Researchers at Johns Hopkins Medicine are borrowing ideas from evolutionary game theory to learn how cells cooperate within a tumor to gather energy. Their experiments, they say, could identify the ideal time to disrupt metastatic cancer cell cooperation and make a tumor more vulnerable to anti-cancer drugs.

Game theory is a mathematical study of strategic decision-making, and has been widely used to predict conflict and cooperation between individuals and even nations, but increasingly is applied to forecasting cell-to-cell interactions in biology with an ecological perspective.
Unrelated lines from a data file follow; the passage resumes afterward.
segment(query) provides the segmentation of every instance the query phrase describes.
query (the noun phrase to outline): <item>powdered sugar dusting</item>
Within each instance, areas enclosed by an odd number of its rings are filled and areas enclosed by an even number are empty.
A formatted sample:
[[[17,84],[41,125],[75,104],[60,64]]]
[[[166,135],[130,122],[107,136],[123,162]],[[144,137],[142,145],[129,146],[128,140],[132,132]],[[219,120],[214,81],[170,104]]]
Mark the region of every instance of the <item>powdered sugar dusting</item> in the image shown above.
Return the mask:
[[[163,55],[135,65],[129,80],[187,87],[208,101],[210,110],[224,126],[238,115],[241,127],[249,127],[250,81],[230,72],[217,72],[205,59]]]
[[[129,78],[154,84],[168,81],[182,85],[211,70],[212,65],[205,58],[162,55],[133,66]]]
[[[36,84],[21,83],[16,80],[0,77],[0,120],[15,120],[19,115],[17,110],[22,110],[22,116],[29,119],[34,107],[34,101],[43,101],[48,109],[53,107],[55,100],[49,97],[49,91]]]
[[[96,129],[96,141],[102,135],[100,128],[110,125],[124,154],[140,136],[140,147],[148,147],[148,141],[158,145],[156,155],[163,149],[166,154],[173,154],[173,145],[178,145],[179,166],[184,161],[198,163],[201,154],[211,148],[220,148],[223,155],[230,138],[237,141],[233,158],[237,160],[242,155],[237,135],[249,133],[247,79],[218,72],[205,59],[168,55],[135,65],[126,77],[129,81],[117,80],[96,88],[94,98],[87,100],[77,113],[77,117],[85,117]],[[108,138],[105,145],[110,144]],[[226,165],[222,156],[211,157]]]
In their research, the Johns Hopkins scientists used mathematical and computer tools to set up game parameters based on biological interactions between two types of tumor cells, one oxygen-rich and the other oxygen-poor. Cells within a tumor engage in different types of energy metabolism depending on how close they are to an oxygen-rich blood supply. Tumor cells in oxygen-poor areas use the sugar glucose to produce energy and, as part of the process, release a compound called lactate. Oxygen-rich cells use this lactate in a different type of energy metabolism process and, as a result, release glucose that can be used by oxygen-poor cells to burn for their own energy.

Applying game theory calculations that accounted for the tumor cells’ mutation rates and potential glucose and lactate levels, the scientists found that within certain ranges of mutation rates, there are critical transitions when a tumor suddenly switches between different types of energy metabolic strategies. This switch in the playbook of energy production tactics may happen when tumors progress and spread.

The scientists think tumors might be especially vulnerable within this window of strategy-switching, making it a potentially ideal time for clinicians to disrupt the tumor’s environment and wreck the partnership among its cells.